Jump to the 3:45:08 mark for the start of the BOI session (transcript)
Jump to the 4:00:15 mark for Pearse Doherty's questions on BOI's very high variable rates (transcript)
Jump to the 4:11:26 mark for his questions on BOI's discrimination between new and existing customers on interest rates (transcript)
Jump to the 4:24:18 mark for Jim O'Callaghan's questions (transcript)
Jump to the 4:36:20 mark for Michael McNamara's questions (transcript)


----------



## jpd (15 Sep 2022)

So the bank works like Starbucks - segregate your customers into cohorts and and charge each cohort the highest price you can.

Or even my local window cleaner - charges each customer what he thinks they will bear

In the end, it is the customer's choice to use the supplier or change to a different supplier - short of nationalising the mortgage service completely, I don't see what can really be done other than making sure the whole pricing procedure is transparent and the costs shown to all

I am not condoning the practice but why would you expect a bank to be different to every other business ?


----------



## Paul F (15 Sep 2022)

jpd said:


> In the end, it is the customer's choice to use the supplier or change to a different supplier - short of nationalising the mortgage service completely, I don't see what can really be done other than making sure the whole pricing procedure is transparent and the costs shown to all
> 
> I am not condoning the practice but why would you expect a bank to be different to every other business ?


I don't expect banks to behave any differently to any other business but I want banks to be regulated in such a way that they can't do this.

It's much easier to change window cleaners than to change banks. And the consequences of not changing from a poor-value window cleaner are much, much less significant than the consequences of not changing from a poor-value lender.

And it's much harder to compare the true, long-term prices of two mortgages than the prices of two window cleaners, which increases the chances that someone will make a bad decision.

Banning cashback would go a long way to addressing these issues.


----------



## PGF2016 (15 Sep 2022)

Is there any reason why those on the variable rate can't switch to a lower fixed rate (e.g. negative equity)? If they can switch but don't due to inertia then it's hard to feel sorry for them.

Not much different to someone paying over the odds in one supermarket for something that is available for less in a competitor.


----------



## Paul F (15 Sep 2022)

PGF2016 said:


> Is there any reason why those on the variable rate can't switch to a lower fixed rate (e.g. negative equity)?
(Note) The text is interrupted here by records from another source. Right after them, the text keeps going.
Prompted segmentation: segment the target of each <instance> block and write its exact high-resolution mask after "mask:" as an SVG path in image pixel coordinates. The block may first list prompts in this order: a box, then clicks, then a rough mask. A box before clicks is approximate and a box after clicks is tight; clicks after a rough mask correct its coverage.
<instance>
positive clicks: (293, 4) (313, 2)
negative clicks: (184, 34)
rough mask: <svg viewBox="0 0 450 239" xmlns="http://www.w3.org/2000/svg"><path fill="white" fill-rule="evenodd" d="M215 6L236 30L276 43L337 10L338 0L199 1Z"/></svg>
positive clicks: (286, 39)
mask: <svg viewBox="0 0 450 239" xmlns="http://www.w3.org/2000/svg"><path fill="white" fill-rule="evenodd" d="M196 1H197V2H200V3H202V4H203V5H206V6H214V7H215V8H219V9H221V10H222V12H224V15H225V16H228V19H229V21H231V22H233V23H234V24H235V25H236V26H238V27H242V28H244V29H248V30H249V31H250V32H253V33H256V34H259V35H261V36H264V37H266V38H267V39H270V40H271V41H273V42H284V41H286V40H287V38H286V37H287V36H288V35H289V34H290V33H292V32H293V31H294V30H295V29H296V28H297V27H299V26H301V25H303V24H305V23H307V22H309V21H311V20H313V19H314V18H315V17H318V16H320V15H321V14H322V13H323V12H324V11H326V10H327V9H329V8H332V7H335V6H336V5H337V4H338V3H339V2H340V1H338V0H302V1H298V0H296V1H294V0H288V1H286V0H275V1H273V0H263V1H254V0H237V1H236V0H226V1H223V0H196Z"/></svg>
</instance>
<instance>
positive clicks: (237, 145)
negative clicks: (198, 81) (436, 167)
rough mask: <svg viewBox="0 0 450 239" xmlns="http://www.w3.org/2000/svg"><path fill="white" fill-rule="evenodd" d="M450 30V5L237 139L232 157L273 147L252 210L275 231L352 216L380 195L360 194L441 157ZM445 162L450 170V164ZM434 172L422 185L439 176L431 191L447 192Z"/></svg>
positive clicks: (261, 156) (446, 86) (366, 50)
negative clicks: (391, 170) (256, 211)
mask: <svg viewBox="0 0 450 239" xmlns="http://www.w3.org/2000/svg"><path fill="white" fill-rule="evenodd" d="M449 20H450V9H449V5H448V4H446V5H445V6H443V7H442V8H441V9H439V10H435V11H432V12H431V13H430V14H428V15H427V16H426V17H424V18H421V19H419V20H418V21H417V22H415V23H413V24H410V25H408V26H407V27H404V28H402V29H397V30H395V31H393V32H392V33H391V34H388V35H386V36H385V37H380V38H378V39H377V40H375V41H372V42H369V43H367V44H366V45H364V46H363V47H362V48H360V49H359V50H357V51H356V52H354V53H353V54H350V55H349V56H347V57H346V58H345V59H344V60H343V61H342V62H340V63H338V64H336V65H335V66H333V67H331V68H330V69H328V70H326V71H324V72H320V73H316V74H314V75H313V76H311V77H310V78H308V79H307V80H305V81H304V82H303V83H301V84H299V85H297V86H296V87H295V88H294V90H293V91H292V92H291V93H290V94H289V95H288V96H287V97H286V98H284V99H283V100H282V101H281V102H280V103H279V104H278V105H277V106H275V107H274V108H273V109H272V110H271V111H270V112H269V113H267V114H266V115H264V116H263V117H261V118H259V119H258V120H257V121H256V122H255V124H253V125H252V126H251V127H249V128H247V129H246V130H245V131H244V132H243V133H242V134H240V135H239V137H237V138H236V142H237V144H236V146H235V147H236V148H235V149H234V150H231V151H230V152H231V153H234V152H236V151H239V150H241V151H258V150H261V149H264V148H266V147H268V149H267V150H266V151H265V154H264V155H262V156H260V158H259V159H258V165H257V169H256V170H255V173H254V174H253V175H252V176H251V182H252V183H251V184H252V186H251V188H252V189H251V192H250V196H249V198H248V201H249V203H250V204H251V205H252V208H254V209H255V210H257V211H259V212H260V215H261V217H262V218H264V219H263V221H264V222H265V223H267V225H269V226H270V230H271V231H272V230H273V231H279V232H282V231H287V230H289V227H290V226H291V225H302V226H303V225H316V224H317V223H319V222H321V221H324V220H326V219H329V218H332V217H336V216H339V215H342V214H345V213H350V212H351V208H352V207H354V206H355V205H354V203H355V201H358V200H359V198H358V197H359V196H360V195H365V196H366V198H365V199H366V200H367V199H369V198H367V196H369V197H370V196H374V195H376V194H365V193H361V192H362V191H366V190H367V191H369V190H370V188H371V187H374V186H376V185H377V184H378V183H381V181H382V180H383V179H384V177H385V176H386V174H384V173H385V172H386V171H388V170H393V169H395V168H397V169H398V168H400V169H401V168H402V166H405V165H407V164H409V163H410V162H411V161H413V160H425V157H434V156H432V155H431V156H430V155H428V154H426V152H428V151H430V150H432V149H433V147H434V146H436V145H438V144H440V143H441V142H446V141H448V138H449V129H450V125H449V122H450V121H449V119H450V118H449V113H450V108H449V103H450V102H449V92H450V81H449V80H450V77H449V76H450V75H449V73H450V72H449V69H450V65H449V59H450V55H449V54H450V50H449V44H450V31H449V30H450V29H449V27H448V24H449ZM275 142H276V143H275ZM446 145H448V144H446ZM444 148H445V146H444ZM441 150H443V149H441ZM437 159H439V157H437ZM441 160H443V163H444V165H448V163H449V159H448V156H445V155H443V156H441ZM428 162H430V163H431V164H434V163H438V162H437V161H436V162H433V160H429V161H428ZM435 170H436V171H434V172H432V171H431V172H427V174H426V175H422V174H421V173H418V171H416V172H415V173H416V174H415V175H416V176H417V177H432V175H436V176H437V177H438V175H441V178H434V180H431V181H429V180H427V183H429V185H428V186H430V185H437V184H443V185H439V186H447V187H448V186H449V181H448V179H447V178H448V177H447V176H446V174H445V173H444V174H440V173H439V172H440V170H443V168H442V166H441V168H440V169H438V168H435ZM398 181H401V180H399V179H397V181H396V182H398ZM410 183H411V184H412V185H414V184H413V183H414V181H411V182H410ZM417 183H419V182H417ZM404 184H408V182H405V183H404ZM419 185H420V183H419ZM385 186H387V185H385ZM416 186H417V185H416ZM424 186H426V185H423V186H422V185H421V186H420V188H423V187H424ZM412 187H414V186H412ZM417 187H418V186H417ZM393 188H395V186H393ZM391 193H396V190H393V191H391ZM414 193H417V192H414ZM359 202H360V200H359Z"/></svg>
If they can switch but don't due to inertia then it's hard to feel sorry for them.


Only one technical reason that I can think of: they are thinking about moving home in the next few years and don't want to run the risk of having a break at that point.

But many, many people don't understand interest rates and/or are terrified of personal-finance issues. The posters on this site are not your typical mortgage holder. We shouldn't lose sight of that.


----------



## ashambles (15 Sep 2022)

Paul F said:


> Only one technical reason that I can think of: they are thinking about moving home in the next few years and don't want to run the risk of having a break at that point.
> 
> But many, many people don't understand interest rates and/or are terrified of personal-finance issues. The posters on this site are not your typical mortgage holder. We shouldn't lose sight of that.


A few years ago I used variable rate on a 20-year mortgage I drew down but which I was going to fully repay within a year or so (and did repay). 

The banks are likely aware that a good proportion of SVR are loans that have shorter and less profitable lifespans than normal so it doesn't surprise they charge more. 

What stood out to me was BOI saying they offer 0.25% interest on deposits, yes they do offer 0.25% but only on a couple limited products like the FTB saver account. Effectively their deposit rate for most customers is 0%.


----------



## NoRegretsCoyote (15 Sep 2022)

ashambles said:


> The banks are likely aware that a good proportion of SVR are loans that have shorter and less profitable lifespans than normal so it doesn't surprise they charge more.


Last time I checked nearly 20% of all mortgages were on variables and 9% of new lending was on a variable.

For sure there are people like you who are able to overpay but for a big majority it is pure lack of knowledge and inertia. 

These people are cross-subsidising my mortgage so I don't really mind


----------



## ashambles (16 Sep 2022)

NoRegretsCoyote said:


> Last time I checked nearly 20% of all mortgages were on variables and 9% of new lending was on a variable.
> 
> For sure there are people like you who are able to overpay but for a big majority it is pure lack of knowledge and inertia.
> 
> These people are cross-subsidising my mortgage so I don't really mind




BOI in post #3 note the SVR is 10% of mortgages (probably shrinking daily )

It's good that people borrowing now have relatively cheap long term fixed rates, and a simple decision to make, made simpler now by an unattractive SVR. 

I think their aim is get as many customers on fixed as possible as it makes the Irish no-repossession lending safer for them.  Ireland was always an outlier with our high number of variable rate customers.


----------